Absolutely, most of this is private corporate duct tape over a lack of Pix (Brazil), UPI (India), Instant SEPA (Europe), etc [1]. “Americans can always be trusted to do the right thing, once all other possibilities have been exhausted.” [2] In a US financial services market, Venmo and CashApp are unnecessary assuming you procure a deposit account from a bank or credit union with instant payment rails access [3] [4]. Even Schwab has access to Zelle, for example. You need not extend credit and have credit risk exposure for paper checks anymore as well as an issuer of a deposit account.

[1] https://en.wikipedia.org/wiki/Instant_payment

[2] (widely attributed to Winston Churchill)

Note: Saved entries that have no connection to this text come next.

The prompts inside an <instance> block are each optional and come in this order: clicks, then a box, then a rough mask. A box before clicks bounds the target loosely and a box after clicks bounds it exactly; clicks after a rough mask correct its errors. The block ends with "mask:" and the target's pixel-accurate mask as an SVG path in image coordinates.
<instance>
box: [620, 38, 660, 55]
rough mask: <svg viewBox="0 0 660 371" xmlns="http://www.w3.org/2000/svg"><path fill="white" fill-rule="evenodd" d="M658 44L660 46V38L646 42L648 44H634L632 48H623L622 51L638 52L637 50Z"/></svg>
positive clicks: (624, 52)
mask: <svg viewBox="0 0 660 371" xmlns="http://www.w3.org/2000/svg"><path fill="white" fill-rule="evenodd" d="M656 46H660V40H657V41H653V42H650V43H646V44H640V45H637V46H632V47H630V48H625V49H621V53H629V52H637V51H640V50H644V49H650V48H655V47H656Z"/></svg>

[3] https://enroll.zellepay.com/

[4] https://www.frbservices.org/financial-services/fednow/organi...

Zelle has a transfer limit of $1000 per day and has a bad user interface.

  • Transfer limits are selected by each network participant [1], based on their risk tolerance. Four years ago Zelle was moving half a trillion dollars (~$490B) a year, 1/4th of total credit card volume [2]. I’ll come back with 2025 numbers when time permits. Zelle is baked into each financial institution’s app, there is no stand alone app anymore (as of March 2025) [3]. If you don’t like the UX, switch banks or credit unions, they’re mostly interchangeable. There are thousands to pick from.

    I move thousands of dollars a month with Zelle, so I know it’s possible. My credit union allows me $3k/day, $8k/month. Chase Bank had similar limits before I left them.